Apple: We’re starting to do some things differently now∞
John Gruber, reporting from the private presentation of OS X he was given one week ago, by Phil Schiller, Apple’s Senior Vice President of Worldwide Marketing:
The meeting was structured and conducted very much like an Apple product announcement event. But instead of an auditorium with a stage and theater seating, it was simply with a couch, a chair, an iMac, and an Apple TV hooked up to a Sony HDTV. And instead of a room full of writers, journalists, and analysts, it was just me, Schiller, and two others from Apple — Brian Croll from product marketing and Bill Evans from PR.
And:
But this, I say, waving around at the room, this feels a little odd. I’m getting the presentation from an Apple announcement event without the event. I’ve already been told that I’ll be going home with an early developer preview release of Mountain Lion. I’ve never been at a meeting like this, and I’ve never heard of Apple seeding writers with an as-yet-unannounced major update to an operating system. Apple is not exactly known for sharing details of as-yet-unannounced products, even if only just one week in advance. Why not hold an event to announce Mountain Lion — or make the announcement on apple.com before talking to us?

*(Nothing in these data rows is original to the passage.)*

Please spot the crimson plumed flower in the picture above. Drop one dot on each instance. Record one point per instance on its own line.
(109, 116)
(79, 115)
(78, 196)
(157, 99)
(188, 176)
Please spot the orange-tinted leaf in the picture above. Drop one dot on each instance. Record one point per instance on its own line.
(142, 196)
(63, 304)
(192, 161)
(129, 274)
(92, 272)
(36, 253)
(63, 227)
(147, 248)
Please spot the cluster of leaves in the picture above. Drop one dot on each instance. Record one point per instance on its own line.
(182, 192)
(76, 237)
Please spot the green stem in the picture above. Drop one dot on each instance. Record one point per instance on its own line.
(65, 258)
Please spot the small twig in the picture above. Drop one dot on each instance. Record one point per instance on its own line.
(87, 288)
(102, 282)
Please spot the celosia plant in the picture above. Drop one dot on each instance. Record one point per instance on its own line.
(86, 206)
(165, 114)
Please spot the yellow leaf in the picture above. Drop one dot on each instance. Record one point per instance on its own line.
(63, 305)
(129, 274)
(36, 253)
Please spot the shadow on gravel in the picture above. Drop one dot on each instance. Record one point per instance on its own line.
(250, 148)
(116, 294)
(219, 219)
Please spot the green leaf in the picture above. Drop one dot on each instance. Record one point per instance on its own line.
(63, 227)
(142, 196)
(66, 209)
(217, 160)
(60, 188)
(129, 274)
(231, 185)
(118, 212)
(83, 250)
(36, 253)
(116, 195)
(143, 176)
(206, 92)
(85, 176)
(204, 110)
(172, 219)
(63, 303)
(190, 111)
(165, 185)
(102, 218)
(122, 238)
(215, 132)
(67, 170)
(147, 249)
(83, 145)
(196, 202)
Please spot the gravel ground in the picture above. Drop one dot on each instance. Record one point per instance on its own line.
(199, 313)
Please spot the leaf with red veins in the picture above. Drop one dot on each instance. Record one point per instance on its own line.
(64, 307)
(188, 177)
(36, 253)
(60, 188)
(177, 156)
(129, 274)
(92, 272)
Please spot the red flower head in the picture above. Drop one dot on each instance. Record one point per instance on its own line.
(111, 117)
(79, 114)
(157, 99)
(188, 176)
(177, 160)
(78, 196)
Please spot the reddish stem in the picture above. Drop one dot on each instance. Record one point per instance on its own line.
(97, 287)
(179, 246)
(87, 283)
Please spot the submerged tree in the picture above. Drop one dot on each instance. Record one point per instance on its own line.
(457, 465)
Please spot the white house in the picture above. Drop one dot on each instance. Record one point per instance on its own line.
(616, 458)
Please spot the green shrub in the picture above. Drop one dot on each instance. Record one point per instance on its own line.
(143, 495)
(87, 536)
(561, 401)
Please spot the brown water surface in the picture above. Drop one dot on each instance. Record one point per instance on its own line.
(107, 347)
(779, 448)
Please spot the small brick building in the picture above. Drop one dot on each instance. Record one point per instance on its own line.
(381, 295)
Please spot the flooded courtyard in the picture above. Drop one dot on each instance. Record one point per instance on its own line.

That’s when Schiller tells me they’re doing some things differently now.
I wonder immediately about that “now”. I don’t press, because I find the question that immediately sprang to mind uncomfortable. And some things remain unchanged: Apple executives explain what they want to explain, and they explain nothing more.
The whole article is a great read worth checking out. I just can’t help to wonder about this strategy though. It was a strange answer coming from Schiller, with the “now” in the end. But if it really is a shift, instead of a one-time-thing, I’m certain it was planned a long time ago, with Steve Jobs’ full knowledge, and not something they changed just because he was no longer around.